Stephen Hawking has long made his concerns about the search for extraterrestrial life clear. But after his appearance with Russian billionaire Yuri Milner on Monday to announce Breakthrough Listen, the new $100 million initiative looking for signs of intelligent life, the famous physicist seems to have at least partially reconsidered.
Hawking famously revealed his worry that any aliens advanced enough to contact earth would be “looking to conquer and colonize whatever planets they could reach” during a 2010 episode of the miniseries Into the Universe with Stephen Hawking. And he clearly hasn’t changed his mind completely. “If you look at history, contact between humans and less intelligent organisms have often been disastrous from their point of view, and encounters between civilizations with advanced versus primitive technologies have gone badly for the less advanced,” he told reporters at the Breakthrough announcement. “A civilization reading one of our messages could be billions of years ahead of us. If so, they will be vastly more powerful, and may not see us as any more valuable than we see bacteria.”
Still, he said, the initiative is of special importance in a moment when humanity’s achievements in space are in the spotlight. “We are alive. We are intelligent.
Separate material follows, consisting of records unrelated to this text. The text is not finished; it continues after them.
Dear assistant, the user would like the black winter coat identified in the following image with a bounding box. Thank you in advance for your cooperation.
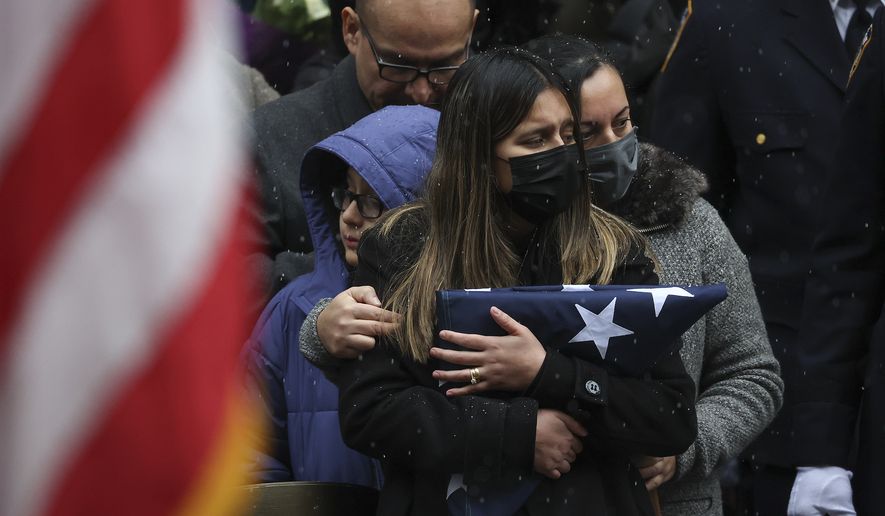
[651,0,850,467]
[335,207,697,516]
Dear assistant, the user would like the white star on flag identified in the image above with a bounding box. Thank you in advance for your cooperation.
[627,287,694,317]
[569,298,633,359]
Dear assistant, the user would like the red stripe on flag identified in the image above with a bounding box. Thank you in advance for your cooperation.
[47,191,251,516]
[0,0,186,364]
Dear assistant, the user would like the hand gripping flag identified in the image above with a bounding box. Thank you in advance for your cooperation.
[435,284,727,516]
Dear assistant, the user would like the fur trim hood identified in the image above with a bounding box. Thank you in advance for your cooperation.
[606,143,707,230]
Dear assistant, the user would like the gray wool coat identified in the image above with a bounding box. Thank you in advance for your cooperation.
[609,144,784,516]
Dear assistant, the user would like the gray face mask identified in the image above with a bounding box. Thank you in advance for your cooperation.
[584,127,639,207]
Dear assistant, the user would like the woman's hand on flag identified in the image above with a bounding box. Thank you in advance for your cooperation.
[430,306,547,396]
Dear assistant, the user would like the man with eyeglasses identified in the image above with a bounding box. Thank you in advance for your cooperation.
[254,0,478,302]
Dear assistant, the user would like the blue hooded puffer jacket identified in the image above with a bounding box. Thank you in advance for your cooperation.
[243,106,439,488]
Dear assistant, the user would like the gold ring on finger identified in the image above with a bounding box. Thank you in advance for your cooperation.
[470,367,480,385]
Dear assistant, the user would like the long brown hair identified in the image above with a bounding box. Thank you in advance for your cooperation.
[378,48,641,362]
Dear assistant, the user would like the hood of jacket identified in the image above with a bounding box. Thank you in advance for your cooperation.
[294,106,439,311]
[606,143,707,230]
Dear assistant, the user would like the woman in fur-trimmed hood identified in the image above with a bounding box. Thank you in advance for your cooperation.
[528,36,783,516]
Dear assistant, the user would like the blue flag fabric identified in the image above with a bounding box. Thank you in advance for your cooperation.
[434,283,728,516]
[435,283,728,377]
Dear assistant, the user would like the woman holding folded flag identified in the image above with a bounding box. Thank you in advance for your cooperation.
[431,35,783,516]
[327,49,696,515]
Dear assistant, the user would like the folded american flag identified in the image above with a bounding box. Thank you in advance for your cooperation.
[434,284,728,516]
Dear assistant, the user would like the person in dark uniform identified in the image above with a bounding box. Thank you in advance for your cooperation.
[794,9,885,515]
[651,0,878,515]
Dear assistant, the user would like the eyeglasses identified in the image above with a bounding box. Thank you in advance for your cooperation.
[332,188,384,219]
[360,18,470,86]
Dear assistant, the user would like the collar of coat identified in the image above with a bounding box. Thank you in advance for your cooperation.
[608,143,707,231]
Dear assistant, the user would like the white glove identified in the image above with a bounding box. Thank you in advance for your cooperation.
[787,466,857,516]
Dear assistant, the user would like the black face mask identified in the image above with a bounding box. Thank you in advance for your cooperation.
[584,127,639,207]
[499,144,582,224]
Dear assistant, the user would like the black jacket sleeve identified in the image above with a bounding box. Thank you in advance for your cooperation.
[333,222,537,483]
[526,241,697,456]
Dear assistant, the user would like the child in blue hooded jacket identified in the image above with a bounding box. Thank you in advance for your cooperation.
[243,106,439,488]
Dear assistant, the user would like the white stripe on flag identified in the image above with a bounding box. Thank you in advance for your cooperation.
[0,5,244,516]
[0,0,95,166]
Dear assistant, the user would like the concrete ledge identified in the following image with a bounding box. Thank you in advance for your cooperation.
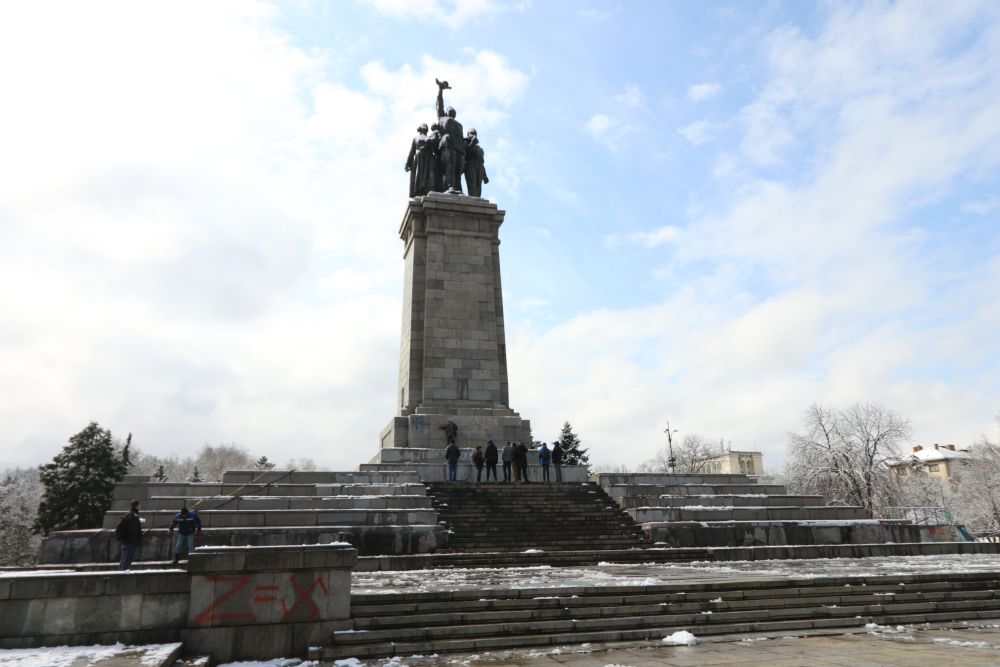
[39,523,446,564]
We must know,” he said of the search for life beyond earth.
Breakthrough Listen will provide funding explicitly for the search for extraterrestrial life, scanning the million stars closes to Earth and portions of 100 neighboring galaxies but not for sending messages or signals to communicate with that life, an important distinction for scientists like Hawking, who are concerned with the possible consequences of contact. Instead, a second program, Breakthrough Message, will host a competition in which anyone can submit ideas for potential interplanetary messages.